Imagination
Year Completed: 2026
Medium / Materials: Watercolor paint, india ink pen, pencil
Dimensions: 11” x 18”
Status: In Personal Collection
Series / Collection: Experience through Insects
Exhibition:
The Process
First, I iterated with several test sketches to determine what composition and colors I wanted for my dragons, dragonfly, castle, and landscape, considering and refuting the idea of a 3-headed dragon and a light behind the castle instead of the dragonfly. Then, I created a final sketch and painted the watercolor landscape, making the foreground colors more vibrant and the background less so with lower opacity to show distance. I changed the castle design it in order to add a 2-tiered roof and adjust the perspective to fit with a mid-castle height perspective. After inking it and painting it, I added in the orange tree on the left to match the castle coloring, add contrast, and create a more engaging zoomed-in perspective. Then, I spent many hours adjusting where I wanted the dragons to be, eventually making them smaller and only two to highlight the importance of the dragonfly.

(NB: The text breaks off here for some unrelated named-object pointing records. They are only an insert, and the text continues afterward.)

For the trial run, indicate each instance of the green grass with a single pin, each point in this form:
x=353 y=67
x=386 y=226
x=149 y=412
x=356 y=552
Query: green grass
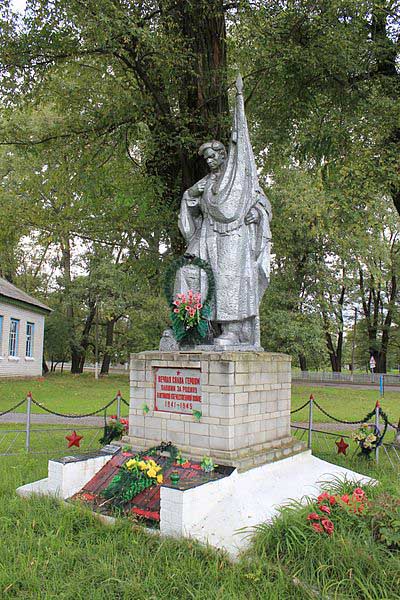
x=50 y=550
x=343 y=403
x=65 y=392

I painted the creatures and the sky blue with clouds and radiating light from the sun, but I thought it was to busy and distracted from the castle, so I lightened it and made it more uniform. Finally, I added deeper values and shadow to the dragons, dragonfly, and castle and wing details with pencil.
Ideas
My purpose with this piece was to depict the experience of immersing yourself within fiction media, such as picture storybooks, as a young child. Thus, I decided to format the whole piece like a storybook page, initially deciding to put it within a book (still undecided about that), including a crease in the center to indicate it is a frequently used book, a 2 large, square page format, inked outlines, and fancy lettering of the common “Once upon a time…” story beginning. The dragonfly is meant to represent the reader and how they identify themselves with the characters of the media they consume, becoming what they consume. In contrast, I chose dragons and a dragonfly, to reveal how people also identify with characters because they see themselves in them. The dragonfly is radiating light to show how the reader is the one who brings stories to life through their imagination as they “fly in” to the world they read about.